The wikipedia page on binomial distributions has several measures of confidence intervals. In R, they, and others, are implemented in the binom.confint
command in the binom package. There are costs and benefits to them all. You should look into them further and select the one you like the best.
Now that I've given the standard advice...I tend to believe that the extensive work on binomial CI's clearly demonstrate that trying to get an exact one is pointless. While they often can vary considerably in the proportion of coverage that's only because the tails can change dramatically for the distribution with p values that deviate by small amounts and the distribution of real values is discrete (i.e. the actual p-values really aren't that different reported by them).

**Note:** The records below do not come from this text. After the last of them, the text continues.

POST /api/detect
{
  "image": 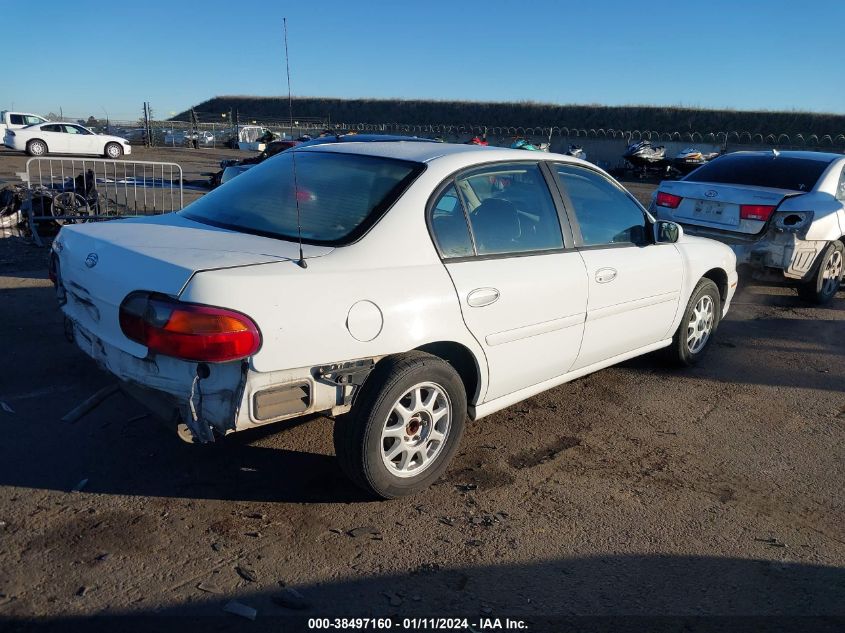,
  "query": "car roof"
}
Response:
[722,150,845,163]
[296,138,583,164]
[298,134,439,147]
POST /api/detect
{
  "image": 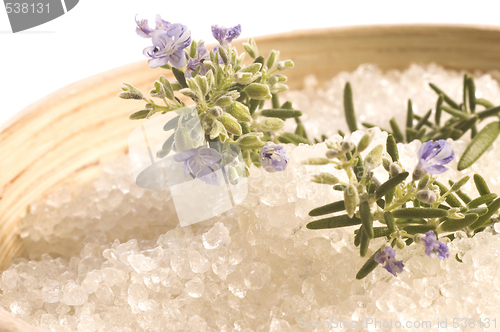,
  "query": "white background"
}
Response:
[0,0,500,126]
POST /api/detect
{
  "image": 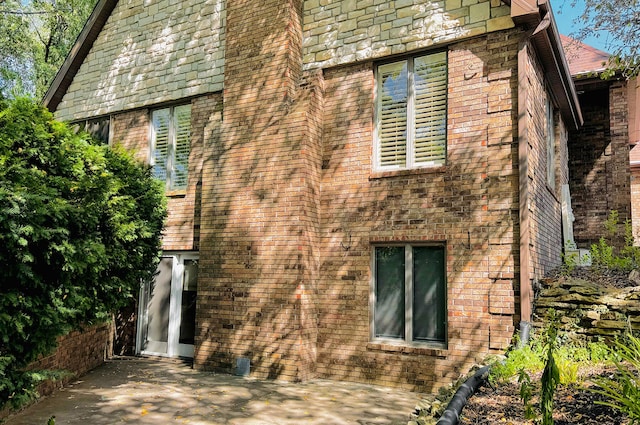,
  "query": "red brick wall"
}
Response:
[29,323,113,395]
[195,0,320,380]
[317,31,520,390]
[569,81,631,248]
[631,167,640,245]
[526,43,568,281]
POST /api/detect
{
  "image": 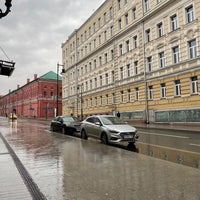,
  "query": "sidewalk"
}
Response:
[0,134,32,200]
[128,121,200,134]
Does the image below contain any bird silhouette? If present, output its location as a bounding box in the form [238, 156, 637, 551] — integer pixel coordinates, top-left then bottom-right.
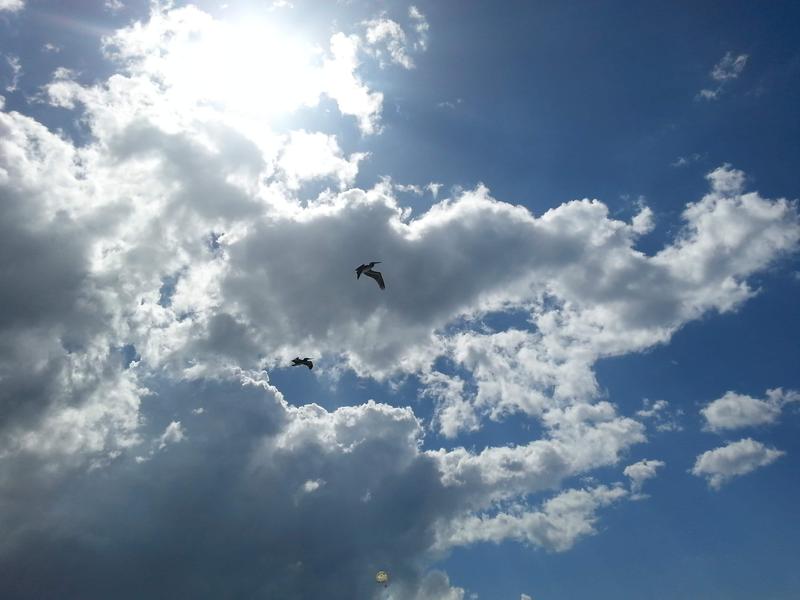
[356, 260, 386, 290]
[292, 356, 314, 371]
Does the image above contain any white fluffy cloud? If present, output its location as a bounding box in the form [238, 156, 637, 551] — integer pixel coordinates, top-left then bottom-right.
[438, 486, 627, 552]
[363, 6, 430, 69]
[0, 6, 800, 600]
[0, 0, 25, 12]
[700, 388, 800, 431]
[697, 52, 749, 100]
[623, 459, 666, 497]
[692, 438, 785, 489]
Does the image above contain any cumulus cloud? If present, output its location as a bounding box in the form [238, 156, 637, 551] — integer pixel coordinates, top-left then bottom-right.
[692, 438, 785, 489]
[438, 486, 627, 552]
[636, 398, 683, 431]
[700, 388, 800, 432]
[0, 5, 800, 600]
[697, 52, 749, 100]
[277, 130, 367, 190]
[5, 56, 22, 92]
[158, 421, 186, 450]
[0, 0, 25, 12]
[623, 459, 666, 499]
[363, 6, 430, 69]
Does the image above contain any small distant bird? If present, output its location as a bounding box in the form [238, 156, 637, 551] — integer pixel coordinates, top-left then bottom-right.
[292, 356, 314, 371]
[356, 260, 386, 290]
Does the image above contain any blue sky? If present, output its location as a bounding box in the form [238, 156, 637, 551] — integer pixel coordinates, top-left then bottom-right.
[0, 0, 800, 600]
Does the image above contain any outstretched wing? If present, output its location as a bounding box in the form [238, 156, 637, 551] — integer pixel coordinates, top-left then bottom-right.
[364, 270, 386, 290]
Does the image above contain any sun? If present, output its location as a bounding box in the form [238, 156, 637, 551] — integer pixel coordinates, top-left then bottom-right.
[155, 14, 323, 118]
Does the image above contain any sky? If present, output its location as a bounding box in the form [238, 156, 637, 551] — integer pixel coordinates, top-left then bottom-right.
[0, 0, 800, 600]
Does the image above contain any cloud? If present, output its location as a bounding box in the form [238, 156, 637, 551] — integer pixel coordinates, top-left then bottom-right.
[691, 438, 785, 489]
[670, 152, 704, 167]
[5, 56, 22, 92]
[0, 0, 25, 12]
[700, 388, 800, 432]
[0, 6, 800, 599]
[277, 130, 367, 190]
[636, 398, 683, 431]
[158, 421, 186, 450]
[438, 486, 627, 552]
[363, 6, 430, 69]
[0, 382, 463, 600]
[697, 52, 749, 100]
[623, 459, 666, 499]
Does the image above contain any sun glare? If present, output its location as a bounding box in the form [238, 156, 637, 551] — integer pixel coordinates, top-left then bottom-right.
[163, 21, 322, 118]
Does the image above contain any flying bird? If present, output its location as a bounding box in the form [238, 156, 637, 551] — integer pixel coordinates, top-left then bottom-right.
[356, 260, 386, 290]
[292, 356, 314, 371]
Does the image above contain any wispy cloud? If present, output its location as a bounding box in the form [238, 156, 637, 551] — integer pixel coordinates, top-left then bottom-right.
[696, 52, 749, 100]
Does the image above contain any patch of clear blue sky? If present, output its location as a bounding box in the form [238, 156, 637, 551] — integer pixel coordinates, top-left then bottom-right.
[0, 0, 800, 600]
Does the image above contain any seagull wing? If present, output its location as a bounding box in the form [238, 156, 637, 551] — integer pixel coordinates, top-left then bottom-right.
[364, 269, 386, 290]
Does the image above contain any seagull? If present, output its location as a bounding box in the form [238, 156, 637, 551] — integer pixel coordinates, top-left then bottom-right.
[292, 356, 314, 371]
[356, 260, 386, 290]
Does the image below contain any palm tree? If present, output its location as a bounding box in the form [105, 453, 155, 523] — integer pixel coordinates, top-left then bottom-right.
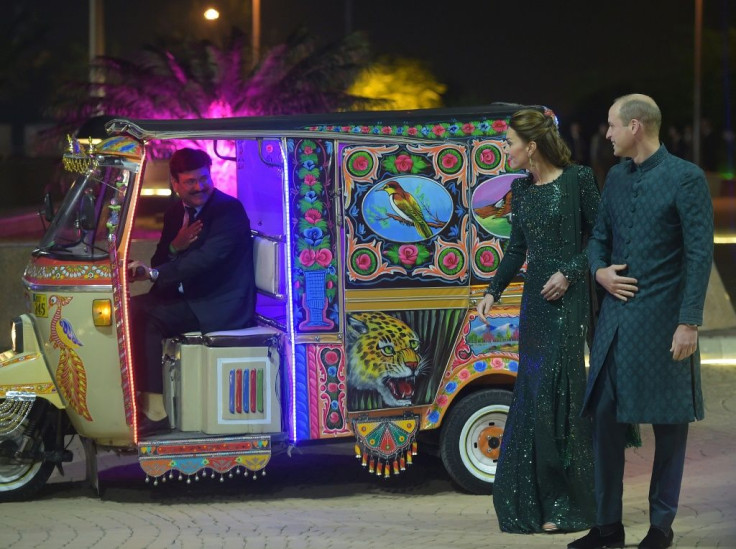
[51, 29, 369, 148]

When N is small you can usually just pick any CI and round it to values supported by your actual distribution and you get the same result. If you have an N of 10 and p = 0.2 there is no way you will ever replicate that experiment and get p = 0.04588727 (Wilson interval lower bound) because the number can't possibly appear. It's as impossible as the -0.04791801 from the CLT based interval you want to avoid because it's negative. Just enter 0 for the lower bound and 0.5 for the upper. The true proportion for your experiment can't be a value that can't be produced by the experiment, and the 95% CI is about what the results are of the experiment when repeated, not what mu is. If n is large then the CLT works pretty well anyway. It may not be the best but just round away from the mean one point and you'll usually be fine with a lot less effort than working out the other values (and it's often recommended to be conservative).